Tuesday, February 26, 2008

Junk Mail

Due to the unusually small mailboxes in my building, I'm disproportionately annoyed by the amount of junkmail that I get (2-3 pieces a day). If I'm not otherwise occupied, I try to call whoever sent me the mail, thank them profusely, and politely request to be taken off their mailing list. Well, that's only partially true.

The thing about telemarketers and customer service reps is that they sold their soul long ago to serve as the cold, uncaring face of corporate America, so I don't feel so bad for unleashing mild amounts of annoyance and sarcasm on them. I can't talk to some hotshot, asshole VP of Marketing for Netflix, who's job it actually was to walk into a meeting and say

"why don't we just send Josh 3 Netflix offers a week until he caves?"
"Conserve Paper?!? Environment?!?!....Did someone say 'Applebee's for lunch'?....lets go get some FAJITA SHOOTERS and FRIED SUSHI STICKS."

(sorry...I must have missed lunch today)

So instead I get to talk to poor Erin, who's chipper and has nothing to do with Asshole VP. She promises to take me off the list within 30 days, and I promise to bind all of the Netflix offers in a keepsake album, dote on them daily, and call as soon as I am ready for a DVD-Direct-To-Home relationship again. She apologizes for any inconvenience, and I apologize for calling her a useless hand-puppet of an evil corporate machine. OK, again, this is only partially true.

Today, however, I reached the coupon mailer company after hours. I stopped just seconds shy of leaving a scathing voicemail, and opted instead to make use of more advanced technology. The following is excerpted from the Comments section of my 'Don't want no more Shitty Coupons' address removal request form, located on the company's website.

I appreciate the Pizza Hut coupons, I really do, but I keep forgetting to use last weeks coupons, and then it becomes infuriating when the new coupons show up in the mail. (Is it Tuesday already? ARGGGG! I paid FULL PRICE for pizza just yesterday!) Add to that the environmental devastation caused by piles and piles of unused coupons that I must now throw in a landfill somewhere, and my anxiety becomes overwhelming. The Long John Silver coupons though....you'd have done us both a favor if you had just kept them in the first place.

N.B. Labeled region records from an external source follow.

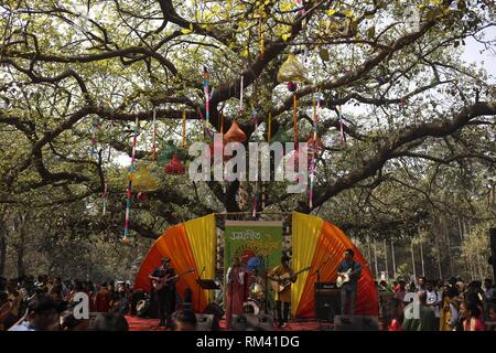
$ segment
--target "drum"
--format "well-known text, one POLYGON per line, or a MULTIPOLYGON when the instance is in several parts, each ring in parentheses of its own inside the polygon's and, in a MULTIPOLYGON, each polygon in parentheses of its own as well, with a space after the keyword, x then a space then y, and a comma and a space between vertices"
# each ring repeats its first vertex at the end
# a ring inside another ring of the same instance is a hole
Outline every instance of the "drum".
POLYGON ((246 301, 242 304, 242 311, 246 314, 254 314, 254 315, 258 315, 260 312, 260 307, 258 304, 258 302, 254 299, 248 299, 248 301, 246 301))

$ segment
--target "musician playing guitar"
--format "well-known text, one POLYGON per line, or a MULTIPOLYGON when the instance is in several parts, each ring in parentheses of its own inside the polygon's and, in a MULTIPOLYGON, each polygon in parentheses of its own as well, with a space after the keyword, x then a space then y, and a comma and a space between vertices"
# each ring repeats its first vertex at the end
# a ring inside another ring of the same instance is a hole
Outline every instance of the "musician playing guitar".
POLYGON ((345 250, 345 258, 337 268, 337 285, 341 287, 341 312, 342 314, 355 314, 355 302, 358 279, 362 275, 362 266, 353 257, 352 249, 345 250))
POLYGON ((171 315, 175 310, 175 270, 170 266, 171 259, 169 257, 162 258, 162 263, 153 272, 148 276, 153 285, 159 299, 159 327, 172 327, 171 315))
POLYGON ((287 278, 290 280, 290 284, 285 286, 282 291, 278 291, 276 298, 276 309, 278 312, 278 322, 280 328, 284 328, 288 322, 289 309, 291 304, 291 282, 296 281, 296 276, 294 275, 294 270, 289 266, 290 258, 288 256, 281 257, 281 265, 273 268, 267 277, 271 280, 281 282, 281 278, 287 278), (283 306, 283 308, 282 308, 283 306), (281 310, 283 310, 281 312, 281 310))

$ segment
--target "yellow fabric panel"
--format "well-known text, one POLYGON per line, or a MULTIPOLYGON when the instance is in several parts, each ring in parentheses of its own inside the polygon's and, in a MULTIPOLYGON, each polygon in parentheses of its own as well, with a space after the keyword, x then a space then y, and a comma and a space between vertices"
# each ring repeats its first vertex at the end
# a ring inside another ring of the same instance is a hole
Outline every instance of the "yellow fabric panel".
MULTIPOLYGON (((217 254, 217 233, 215 228, 215 215, 209 214, 184 223, 187 238, 190 239, 193 256, 195 257, 198 274, 202 279, 215 279, 215 261, 217 254)), ((208 301, 214 300, 213 290, 204 290, 208 301)))
MULTIPOLYGON (((292 265, 295 272, 311 266, 324 221, 303 213, 292 214, 292 265)), ((294 315, 300 304, 309 272, 302 272, 291 286, 291 313, 294 315)))

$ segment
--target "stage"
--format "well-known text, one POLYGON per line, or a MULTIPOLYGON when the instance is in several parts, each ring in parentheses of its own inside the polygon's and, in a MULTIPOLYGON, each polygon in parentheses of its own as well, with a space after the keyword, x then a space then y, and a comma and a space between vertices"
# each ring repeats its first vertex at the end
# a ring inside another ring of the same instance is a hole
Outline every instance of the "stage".
MULTIPOLYGON (((166 331, 165 328, 159 328, 159 319, 143 319, 138 317, 126 317, 129 323, 129 331, 166 331)), ((226 321, 220 321, 220 329, 227 331, 226 321)), ((323 323, 322 329, 331 330, 328 323, 323 323)), ((314 320, 300 321, 290 320, 285 328, 273 328, 273 331, 319 331, 319 322, 314 320)))

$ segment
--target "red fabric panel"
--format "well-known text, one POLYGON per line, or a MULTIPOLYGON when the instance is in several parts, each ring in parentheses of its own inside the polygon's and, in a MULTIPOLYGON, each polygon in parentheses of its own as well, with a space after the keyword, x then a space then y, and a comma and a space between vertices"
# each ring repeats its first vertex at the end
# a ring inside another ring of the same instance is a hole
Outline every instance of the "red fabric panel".
POLYGON ((314 284, 317 276, 314 275, 316 269, 324 263, 321 268, 322 282, 335 282, 337 279, 337 267, 344 259, 344 252, 352 248, 355 252, 355 261, 362 265, 362 277, 358 280, 358 292, 356 300, 356 314, 359 315, 378 315, 378 298, 374 286, 374 277, 367 261, 346 237, 346 235, 330 222, 324 221, 322 234, 312 259, 312 268, 303 289, 296 318, 314 318, 315 317, 315 292, 314 284))
POLYGON ((136 276, 134 289, 140 288, 144 291, 150 291, 151 284, 148 276, 155 267, 160 266, 160 260, 164 256, 171 258, 171 266, 175 269, 176 274, 182 274, 190 268, 195 270, 193 274, 182 276, 176 284, 176 289, 181 299, 184 300, 184 291, 186 288, 190 288, 193 292, 194 309, 196 312, 202 312, 207 304, 207 299, 203 291, 200 291, 198 302, 198 285, 196 284, 198 269, 196 268, 183 223, 165 231, 152 245, 136 276))

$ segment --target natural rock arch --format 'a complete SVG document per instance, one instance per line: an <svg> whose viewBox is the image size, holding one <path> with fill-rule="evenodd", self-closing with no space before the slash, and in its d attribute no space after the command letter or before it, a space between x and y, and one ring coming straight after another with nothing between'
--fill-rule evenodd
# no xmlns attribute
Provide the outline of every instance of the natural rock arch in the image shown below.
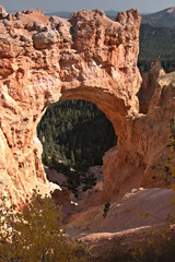
<svg viewBox="0 0 175 262"><path fill-rule="evenodd" d="M45 178L36 127L59 98L95 103L119 138L117 148L104 156L103 201L117 201L142 181L149 184L153 127L148 116L139 115L136 96L141 84L139 12L119 13L114 22L101 10L69 20L40 10L0 10L1 192L20 203L35 186L43 192L52 188Z"/></svg>

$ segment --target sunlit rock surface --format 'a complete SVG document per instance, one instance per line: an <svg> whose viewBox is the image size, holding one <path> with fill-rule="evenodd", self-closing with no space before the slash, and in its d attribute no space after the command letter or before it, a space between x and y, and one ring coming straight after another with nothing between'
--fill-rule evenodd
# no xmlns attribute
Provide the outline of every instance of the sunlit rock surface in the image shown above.
<svg viewBox="0 0 175 262"><path fill-rule="evenodd" d="M0 8L1 193L22 203L36 186L44 193L54 189L35 138L46 108L60 98L95 103L118 135L117 147L104 156L102 201L154 182L175 111L175 75L161 75L148 115L139 114L140 19L137 10L112 21L101 10L65 20Z"/></svg>

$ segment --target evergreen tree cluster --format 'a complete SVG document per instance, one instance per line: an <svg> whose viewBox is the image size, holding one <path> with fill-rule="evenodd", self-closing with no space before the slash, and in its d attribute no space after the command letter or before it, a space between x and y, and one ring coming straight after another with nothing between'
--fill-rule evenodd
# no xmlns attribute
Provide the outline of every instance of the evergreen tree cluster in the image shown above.
<svg viewBox="0 0 175 262"><path fill-rule="evenodd" d="M37 134L44 147L43 163L65 172L70 167L85 171L102 165L105 152L116 144L110 121L96 105L85 100L62 99L50 105Z"/></svg>
<svg viewBox="0 0 175 262"><path fill-rule="evenodd" d="M149 71L158 57L167 73L175 71L175 27L141 24L138 67Z"/></svg>

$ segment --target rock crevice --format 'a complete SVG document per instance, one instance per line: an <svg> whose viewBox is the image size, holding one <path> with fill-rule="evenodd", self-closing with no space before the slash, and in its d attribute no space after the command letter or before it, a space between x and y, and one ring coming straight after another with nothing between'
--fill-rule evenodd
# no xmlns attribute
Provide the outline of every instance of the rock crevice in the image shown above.
<svg viewBox="0 0 175 262"><path fill-rule="evenodd" d="M0 189L15 203L36 186L43 192L52 188L34 138L45 109L60 98L95 103L118 135L117 150L104 156L103 201L152 184L151 166L165 150L175 111L174 90L168 75L161 76L149 112L139 114L140 20L137 10L112 21L101 10L65 20L40 10L8 14L0 8ZM153 99L161 103L154 107Z"/></svg>

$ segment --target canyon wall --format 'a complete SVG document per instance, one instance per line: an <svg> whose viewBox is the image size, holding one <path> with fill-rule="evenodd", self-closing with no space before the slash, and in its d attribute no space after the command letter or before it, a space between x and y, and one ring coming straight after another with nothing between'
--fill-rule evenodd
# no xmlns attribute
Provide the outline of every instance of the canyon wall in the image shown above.
<svg viewBox="0 0 175 262"><path fill-rule="evenodd" d="M175 76L155 69L159 81L139 91L140 20L137 10L119 13L116 21L101 10L65 20L40 10L8 14L0 7L1 194L23 203L36 186L44 193L56 187L43 169L36 127L46 108L61 98L95 103L118 135L117 147L103 159L103 202L160 184L152 177L174 117ZM138 97L141 107L147 88L152 88L149 109L140 114Z"/></svg>

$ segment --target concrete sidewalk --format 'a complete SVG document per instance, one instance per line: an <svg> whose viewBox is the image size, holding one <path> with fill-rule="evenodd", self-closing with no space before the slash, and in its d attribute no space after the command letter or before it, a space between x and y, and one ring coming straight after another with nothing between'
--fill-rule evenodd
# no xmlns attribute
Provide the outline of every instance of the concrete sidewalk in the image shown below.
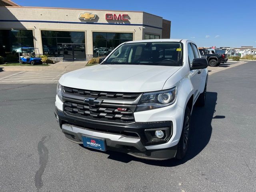
<svg viewBox="0 0 256 192"><path fill-rule="evenodd" d="M74 71L85 67L87 61L63 61L49 66L6 66L0 65L4 71Z"/></svg>

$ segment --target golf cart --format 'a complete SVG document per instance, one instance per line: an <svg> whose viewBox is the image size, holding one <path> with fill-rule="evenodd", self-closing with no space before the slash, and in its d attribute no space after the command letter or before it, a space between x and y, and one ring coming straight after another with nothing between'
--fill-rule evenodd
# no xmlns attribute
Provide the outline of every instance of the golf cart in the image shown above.
<svg viewBox="0 0 256 192"><path fill-rule="evenodd" d="M36 57L36 54L37 53L38 53L38 54L39 55L39 56L40 56L38 48L22 47L21 50L22 56L20 55L20 52L19 52L20 63L20 64L30 63L32 65L35 64L42 64L43 62L41 58Z"/></svg>

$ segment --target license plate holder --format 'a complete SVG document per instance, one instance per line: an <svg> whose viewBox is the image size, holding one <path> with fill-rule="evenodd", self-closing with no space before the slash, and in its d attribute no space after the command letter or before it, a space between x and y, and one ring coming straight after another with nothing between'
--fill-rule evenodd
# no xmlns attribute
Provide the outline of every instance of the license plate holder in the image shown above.
<svg viewBox="0 0 256 192"><path fill-rule="evenodd" d="M82 136L83 144L85 147L106 151L106 142L104 139L95 138L90 136Z"/></svg>

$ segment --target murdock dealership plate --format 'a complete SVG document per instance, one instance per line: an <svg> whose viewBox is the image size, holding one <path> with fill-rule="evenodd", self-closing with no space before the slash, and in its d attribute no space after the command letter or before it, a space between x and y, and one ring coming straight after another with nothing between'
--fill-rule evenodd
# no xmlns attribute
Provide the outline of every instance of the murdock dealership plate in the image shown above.
<svg viewBox="0 0 256 192"><path fill-rule="evenodd" d="M82 136L84 146L101 151L106 151L105 140Z"/></svg>

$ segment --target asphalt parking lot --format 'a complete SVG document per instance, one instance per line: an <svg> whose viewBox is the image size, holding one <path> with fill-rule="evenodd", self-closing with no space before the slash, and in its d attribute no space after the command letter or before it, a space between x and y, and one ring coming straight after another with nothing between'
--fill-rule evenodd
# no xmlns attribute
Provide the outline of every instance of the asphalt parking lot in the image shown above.
<svg viewBox="0 0 256 192"><path fill-rule="evenodd" d="M0 191L255 191L256 72L250 62L209 76L180 162L71 142L53 114L56 84L1 84Z"/></svg>
<svg viewBox="0 0 256 192"><path fill-rule="evenodd" d="M242 64L243 62L244 62L229 61L224 64L221 64L218 67L208 67L209 74L227 69L230 67L232 67L234 65ZM56 83L62 75L69 71L70 70L68 70L4 71L0 73L0 83L1 84Z"/></svg>
<svg viewBox="0 0 256 192"><path fill-rule="evenodd" d="M0 76L0 82L2 83L54 83L67 71L14 71L6 75Z"/></svg>

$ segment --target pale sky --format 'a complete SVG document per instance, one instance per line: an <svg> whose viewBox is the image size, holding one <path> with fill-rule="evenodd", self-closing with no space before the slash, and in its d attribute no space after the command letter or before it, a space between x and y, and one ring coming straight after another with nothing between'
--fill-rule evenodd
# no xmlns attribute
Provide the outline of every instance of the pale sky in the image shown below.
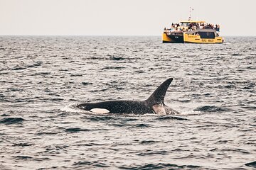
<svg viewBox="0 0 256 170"><path fill-rule="evenodd" d="M161 35L192 18L256 36L256 0L0 0L0 35Z"/></svg>

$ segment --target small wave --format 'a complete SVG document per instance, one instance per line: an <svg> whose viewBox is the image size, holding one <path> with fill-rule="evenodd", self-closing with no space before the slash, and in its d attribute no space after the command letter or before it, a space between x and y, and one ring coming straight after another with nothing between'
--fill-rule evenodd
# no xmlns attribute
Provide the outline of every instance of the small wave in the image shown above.
<svg viewBox="0 0 256 170"><path fill-rule="evenodd" d="M178 166L177 164L147 164L141 166L120 166L119 167L122 169L132 169L132 170L139 170L139 169L196 169L200 168L199 166L195 165L181 165Z"/></svg>
<svg viewBox="0 0 256 170"><path fill-rule="evenodd" d="M64 131L67 132L79 132L83 131L90 131L91 130L88 129L81 129L79 128L66 128Z"/></svg>
<svg viewBox="0 0 256 170"><path fill-rule="evenodd" d="M13 146L14 147L29 147L29 146L33 146L33 144L29 144L29 143L17 143L17 144L14 144Z"/></svg>
<svg viewBox="0 0 256 170"><path fill-rule="evenodd" d="M23 155L16 156L15 157L16 159L32 159L33 158L33 157L29 157L29 156L23 156Z"/></svg>
<svg viewBox="0 0 256 170"><path fill-rule="evenodd" d="M110 166L107 165L106 164L98 162L78 162L73 164L73 166L83 166L86 165L90 165L92 166L96 166L99 168L104 168L104 167L109 167Z"/></svg>
<svg viewBox="0 0 256 170"><path fill-rule="evenodd" d="M124 60L125 58L118 56L111 56L110 60L115 60L115 61L119 61L119 60Z"/></svg>
<svg viewBox="0 0 256 170"><path fill-rule="evenodd" d="M229 111L230 109L225 108L220 108L215 106L204 106L202 107L197 108L194 111L201 112L226 112Z"/></svg>
<svg viewBox="0 0 256 170"><path fill-rule="evenodd" d="M71 74L70 76L82 76L82 74Z"/></svg>
<svg viewBox="0 0 256 170"><path fill-rule="evenodd" d="M234 54L232 54L231 55L233 55L233 56L239 56L239 55L242 55L238 54L238 53L234 53Z"/></svg>
<svg viewBox="0 0 256 170"><path fill-rule="evenodd" d="M245 165L247 166L256 168L256 161L252 162L250 162L250 163L247 163Z"/></svg>
<svg viewBox="0 0 256 170"><path fill-rule="evenodd" d="M142 152L137 154L138 156L148 156L148 155L164 155L164 154L169 154L168 152L166 150L145 150Z"/></svg>
<svg viewBox="0 0 256 170"><path fill-rule="evenodd" d="M86 86L86 85L92 84L92 83L90 83L90 82L82 82L82 84Z"/></svg>
<svg viewBox="0 0 256 170"><path fill-rule="evenodd" d="M181 117L176 117L176 116L170 116L170 115L159 117L156 118L156 120L191 120L187 118L181 118Z"/></svg>
<svg viewBox="0 0 256 170"><path fill-rule="evenodd" d="M15 124L15 123L21 123L25 120L24 119L21 118L4 118L0 120L0 123L4 123L6 125L11 125L11 124Z"/></svg>
<svg viewBox="0 0 256 170"><path fill-rule="evenodd" d="M154 140L142 140L140 144L154 144L158 142L154 141Z"/></svg>

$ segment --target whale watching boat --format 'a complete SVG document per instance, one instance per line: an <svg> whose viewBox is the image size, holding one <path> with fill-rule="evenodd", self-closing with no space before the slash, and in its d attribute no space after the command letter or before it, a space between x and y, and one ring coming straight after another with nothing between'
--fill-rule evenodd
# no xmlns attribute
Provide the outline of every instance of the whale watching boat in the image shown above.
<svg viewBox="0 0 256 170"><path fill-rule="evenodd" d="M163 43L223 43L219 35L220 25L206 23L203 21L180 21L172 23L170 28L164 28Z"/></svg>

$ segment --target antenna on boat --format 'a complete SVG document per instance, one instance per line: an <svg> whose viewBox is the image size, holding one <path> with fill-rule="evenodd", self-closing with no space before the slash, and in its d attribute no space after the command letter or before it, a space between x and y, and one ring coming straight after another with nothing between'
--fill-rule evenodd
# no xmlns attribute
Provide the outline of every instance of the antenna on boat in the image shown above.
<svg viewBox="0 0 256 170"><path fill-rule="evenodd" d="M189 17L188 17L188 21L191 20L191 11L193 11L193 8L192 8L191 7L189 7Z"/></svg>

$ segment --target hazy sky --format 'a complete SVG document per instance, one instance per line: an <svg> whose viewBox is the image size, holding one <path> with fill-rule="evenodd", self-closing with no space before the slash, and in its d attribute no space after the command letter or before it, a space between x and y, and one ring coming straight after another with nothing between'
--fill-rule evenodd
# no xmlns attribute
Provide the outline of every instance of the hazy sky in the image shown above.
<svg viewBox="0 0 256 170"><path fill-rule="evenodd" d="M256 36L256 0L0 0L0 35L161 35L192 18Z"/></svg>

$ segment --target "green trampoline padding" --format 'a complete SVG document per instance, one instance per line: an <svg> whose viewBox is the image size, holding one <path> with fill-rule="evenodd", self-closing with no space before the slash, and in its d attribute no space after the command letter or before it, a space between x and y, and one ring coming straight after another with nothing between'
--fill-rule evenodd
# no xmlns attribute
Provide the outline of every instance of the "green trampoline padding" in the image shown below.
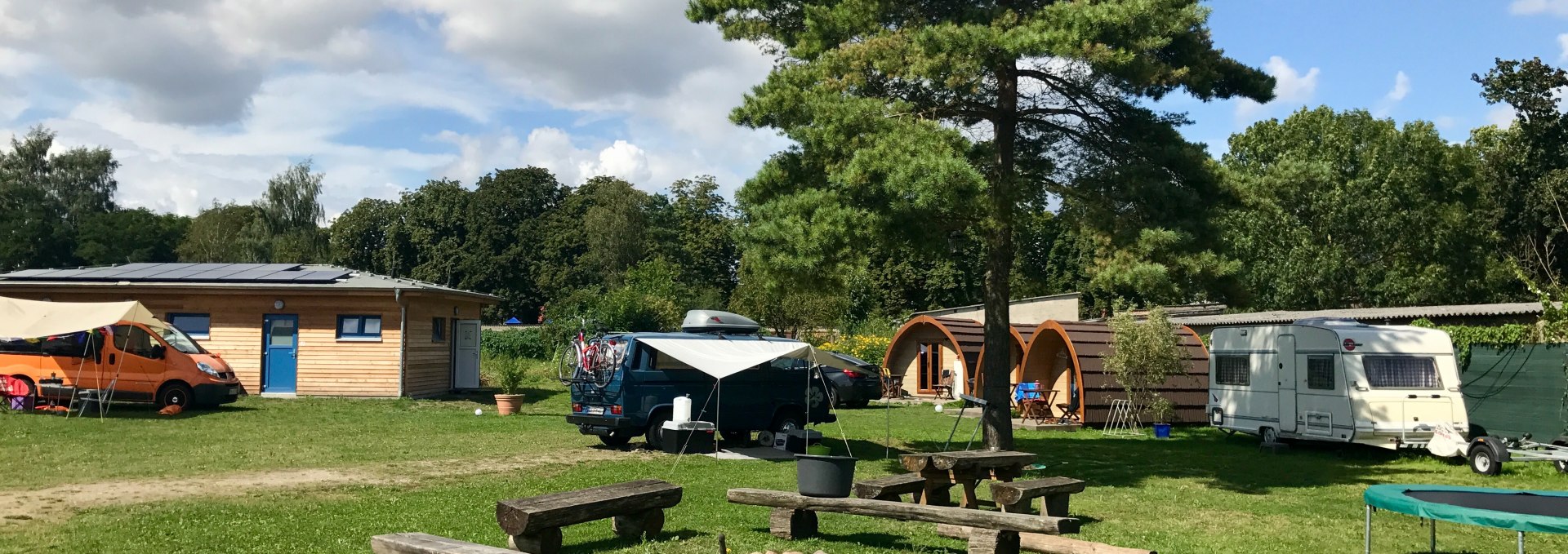
<svg viewBox="0 0 1568 554"><path fill-rule="evenodd" d="M1449 485L1372 485L1375 509L1523 532L1568 534L1568 491Z"/></svg>

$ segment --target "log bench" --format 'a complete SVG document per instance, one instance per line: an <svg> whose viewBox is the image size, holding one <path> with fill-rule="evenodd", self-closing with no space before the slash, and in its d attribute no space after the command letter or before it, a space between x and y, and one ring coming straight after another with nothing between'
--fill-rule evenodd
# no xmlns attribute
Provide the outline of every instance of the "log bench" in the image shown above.
<svg viewBox="0 0 1568 554"><path fill-rule="evenodd" d="M993 482L991 499L1002 512L1035 513L1033 501L1043 498L1040 513L1065 518L1068 516L1068 499L1073 493L1082 493L1083 482L1069 477L1046 477L1013 482Z"/></svg>
<svg viewBox="0 0 1568 554"><path fill-rule="evenodd" d="M495 521L506 545L528 554L561 551L561 527L610 518L626 538L655 537L665 527L665 509L681 504L681 487L659 479L495 502Z"/></svg>
<svg viewBox="0 0 1568 554"><path fill-rule="evenodd" d="M969 534L971 554L1016 554L1019 532L1057 535L1079 531L1079 520L1074 518L905 504L869 498L814 498L759 488L731 488L728 498L731 504L771 507L768 531L775 537L789 540L815 535L817 512L974 527Z"/></svg>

The name I gave above ("Resident") is the moniker by which you've addressed me in all mailings. Your fine print requires that I give my full name, but I hesitate to do so, having seen what you can do with just my address. If you need my full legal name (for some reason that only God or Johnnie Cochran could fathom) please contact me at the email address below, and we can roll up our sleeves and deal with the issue properly, regardless of how many hours it might take. Otherwise, just remove my address from your database, and any other databases you have access to.

JoshW_17@hotmail.com

DO NOT, however, use my email address for spam mailings. Despite the lack of environmental devastation, electronic junkmail is still pretty fuckin' annoying.

Sincerely,

Josh "Doesn't like Junk Mail" _W17



...and somewhere in metropolitain Milwaukee, Asshole VP curses the one that got away.
"Shots are on me, guys. Who likes Apple Pucker?! YEAH!"